The stupidest part of the sermon came when the pastor veered into a misology theme. We were reminded that while all the most brilliant scientists and philosophers in the world have been pretty doggone smart guys, figuring out a bunch of useful stuff, ultimately all their knowledge hasn't worked out what we were told is the most important issue, which is, according to the pastor, what happens to us when we die. I thought that issue was pretty well worked out: our bodies organically decompose. But of course, the pastor was talking about "souls," I suppose, and so we were cheerfully reminded that Christianity did provide that answer that has eluded the great minds of our time. And what's best is that you don't have to be some brilliant intellectual giant to understand it! The Bible makes it simple!
How handy is that? Yes, keep it simple, above all. I mean, most people can't figure out how to set the clocks on their video players, so doesn't it make sense that the answers to life's most penetrating questions ought to be even simpler than that? Just take all of those profound conundrums about the nature of life and the universe to which scientists and philosophers have dedicated their entire lives over the past several millennia, and boil it down to "Goddidit!" See? Simple!
Okay, this is all just boilerplate Christian anti-intellectual silliness. But when you realize that people by the millions are getting slammed with this moronic message every Sunday — "Hey, education is okay and all, but it hasn't got the real answers, and you'll get those today, and the best thing is they're as easy as pickin' your nose while sittin' down!" — then is it any wonder that we live in a country where something as retarded as the Creation "Museum" can actually be built? When religion hands ignorant people a bunch of wish fulfillment fantasies and then tells them they're smarter than "brilliant scientists and philosophers," it's an act as essentially cruel as the drug dealer giving a third-grader the "first one's free, kid" spiel.

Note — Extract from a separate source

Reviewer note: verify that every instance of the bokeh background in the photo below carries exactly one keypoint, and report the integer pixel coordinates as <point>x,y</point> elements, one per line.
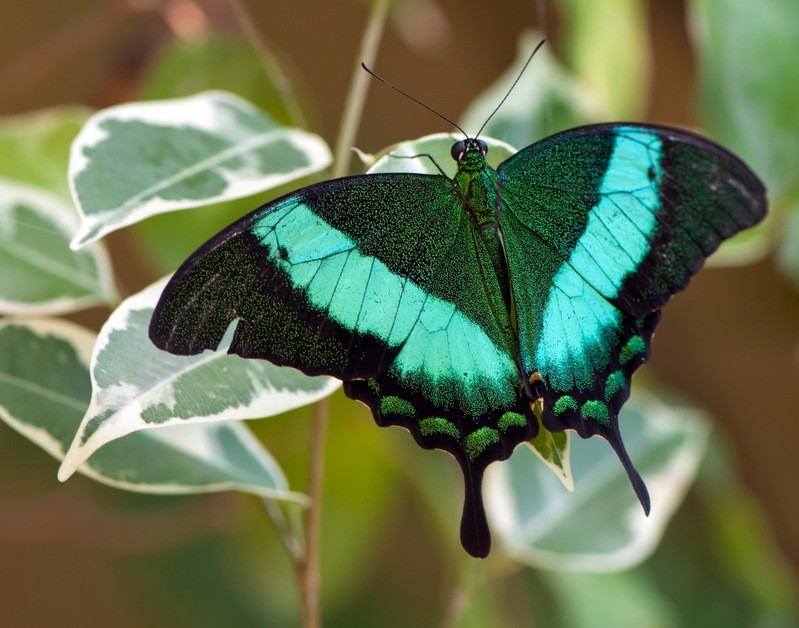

But the worst part of this sermon is that my friend's mother was a schoolteacher, working with learning-disabled children, and was deeply dedicated to her vocation, even spending her own money on teaching materials when whatever school she was at was too cheap (or, to be fair, underfunded perhaps) to provide. And here's this jerk giving a sermon that completely devalues education, thereby devaluing my friend's mother's life, and pronouncing that old delusion, "faith," as infinitely preferable and more valuable than knowledge.
I'm pleased I was able to be there for my friend in her time of mourning. But it saddens me that all I got out of the service was a bleak reminder of why religion is such poison. What should have been a tribute to her mom's life turned into another gross sales pitch for Christianity, and a stomach-turning exercise in misology that demeaned the legacy of the woman it should have honored.